Technical Requirements

Definition: Details the technical specifications, standards, and environmental conditions that the project must adhere to. This includes requirements for software and hardware, integration protocols, security standards, and performance criteria, ensuring that the project aligns with technical feasibility and industry standards.
Nature: Precise and technical, ensuring the project's deliverables are technically viable and secure.
Example: "The system will be developed on a scalable cloud computing platform, utilizing data encryption for security, adhering to GDPR for data privacy, and featuring API integration for compatibility with existing content management systems."

Budget and Resources

Definition: Provides a comprehensive financial overview and resource allocation plan for the project, emphasizing the importance of accurate budget forecasting and strategic resource management. This section includes a breakdown of expected costs and a detailed listing of the material, technological, and human resources required for project success, highlighting the necessity of strategic planning in resource allocation to maximize efficiency and return on investment.
Nature: Quantitative and strategic, ensuring the project is well-supported financially and materially.
Example: "The project is budgeted at $1.2 million, covering data acquisition, development, integration, and deployment phases. Required resources include a team of data scientists for algorithm development, software engineers for system integration, and cloud computing infrastructure for hosting the system."

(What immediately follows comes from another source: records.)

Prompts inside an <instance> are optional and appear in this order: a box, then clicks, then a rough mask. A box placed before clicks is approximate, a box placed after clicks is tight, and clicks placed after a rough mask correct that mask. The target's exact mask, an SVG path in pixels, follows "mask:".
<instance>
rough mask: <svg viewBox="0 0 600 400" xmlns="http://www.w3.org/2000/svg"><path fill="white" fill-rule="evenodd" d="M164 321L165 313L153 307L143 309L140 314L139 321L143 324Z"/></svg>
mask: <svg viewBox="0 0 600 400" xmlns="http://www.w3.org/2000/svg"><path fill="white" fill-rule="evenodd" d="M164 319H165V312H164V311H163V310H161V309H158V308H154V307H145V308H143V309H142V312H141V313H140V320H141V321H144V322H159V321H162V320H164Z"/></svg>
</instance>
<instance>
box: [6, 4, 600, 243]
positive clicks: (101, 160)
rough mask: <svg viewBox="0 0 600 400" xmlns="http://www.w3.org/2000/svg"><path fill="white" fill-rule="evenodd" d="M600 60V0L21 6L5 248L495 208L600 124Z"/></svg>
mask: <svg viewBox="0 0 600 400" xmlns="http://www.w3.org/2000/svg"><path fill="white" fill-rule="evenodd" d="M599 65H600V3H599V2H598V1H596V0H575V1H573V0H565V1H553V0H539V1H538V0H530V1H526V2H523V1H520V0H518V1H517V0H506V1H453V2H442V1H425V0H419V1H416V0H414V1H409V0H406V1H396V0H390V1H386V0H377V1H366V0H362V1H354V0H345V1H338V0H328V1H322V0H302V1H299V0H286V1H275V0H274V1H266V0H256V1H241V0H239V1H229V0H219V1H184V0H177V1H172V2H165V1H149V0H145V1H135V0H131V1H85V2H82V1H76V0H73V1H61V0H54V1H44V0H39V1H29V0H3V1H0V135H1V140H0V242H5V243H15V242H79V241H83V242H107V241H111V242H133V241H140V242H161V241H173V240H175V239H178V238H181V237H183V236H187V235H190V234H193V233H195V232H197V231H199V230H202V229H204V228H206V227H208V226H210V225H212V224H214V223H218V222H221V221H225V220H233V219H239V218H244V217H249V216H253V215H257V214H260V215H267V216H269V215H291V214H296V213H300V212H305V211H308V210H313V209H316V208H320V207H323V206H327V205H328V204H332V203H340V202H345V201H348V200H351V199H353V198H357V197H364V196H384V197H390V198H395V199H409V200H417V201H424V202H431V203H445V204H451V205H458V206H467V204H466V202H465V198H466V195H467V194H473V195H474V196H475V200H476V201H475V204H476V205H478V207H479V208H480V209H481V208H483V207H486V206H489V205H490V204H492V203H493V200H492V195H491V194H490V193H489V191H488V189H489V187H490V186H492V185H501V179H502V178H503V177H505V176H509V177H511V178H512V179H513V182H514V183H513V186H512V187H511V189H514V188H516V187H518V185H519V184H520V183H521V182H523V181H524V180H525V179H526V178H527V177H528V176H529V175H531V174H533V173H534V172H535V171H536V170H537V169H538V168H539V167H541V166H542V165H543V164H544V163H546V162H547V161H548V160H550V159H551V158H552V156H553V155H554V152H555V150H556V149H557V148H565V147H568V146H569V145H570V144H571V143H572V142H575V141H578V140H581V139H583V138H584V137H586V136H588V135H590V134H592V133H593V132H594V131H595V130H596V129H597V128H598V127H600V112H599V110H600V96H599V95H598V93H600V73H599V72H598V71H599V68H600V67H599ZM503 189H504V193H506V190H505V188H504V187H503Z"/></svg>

Communication Plan and Stakeholder Engagement

Definition: Outlines a comprehensive strategy for effective information exchange and stakeholder involvement throughout the project lifecycle. This plan includes mechanisms for regular updates, feedback loops, and collaborative decision-making processes, ensuring that stakeholders remain informed, engaged, and aligned with the project's progress and outcomes.
Nature: Inclusive and communicative, fostering transparency, collaboration, and stakeholder buy-in.
Example: "Communication strategies include weekly progress updates via email, monthly stakeholder engagement meetings to gather input and adjust strategies as needed, and a dedicated project channel on Slack for daily communication and rapid feedback."

Risk Management

Definition: Establishes a systematic approach to identifying, assessing, and mitigating risks that could impact the project's success. This proactive strategy involves analyzing potential risks, determining their likelihood and potential impact, and developing plans to address these risks effectively, ensuring the project's resilience and preparedness for unforeseen challenges.
Nature: Proactive and preventative, aimed at minimizing project vulnerabilities and enhancing adaptability.
Example: "Identified risk: Potential delays in data acquisition due to evolving data privacy regulations. Mitigation strategy includes early engagement with data privacy experts, developing a flexible project timeline to accommodate regulatory review, and exploring alternative data sources as needed."

Close-Out and Maintenance

Definition: Describes the processes and activities involved in formally concluding the project, documenting its successes and lessons learned, and transitioning to ongoing operations or maintenance. This section emphasizes the importance of evaluating project outcomes, ensuring the deliverables' sustainability, and establishing a framework for continuous improvement, including regular reviews and updates to adapt to changing user needs and technological advancements.
Nature: Conclusive and forward-looking, focusing on securing the project's long-term impact and adaptability.
Example: "Upon project completion, a comprehensive post-deployment review is conducted to evaluate the system's performance and user satisfaction. A dedicated maintenance team is established to provide ongoing support, monitor system effectiveness, and implement necessary updates and improvements, ensuring the recommender system continues to meet user needs and remains at the forefront of technological advancements."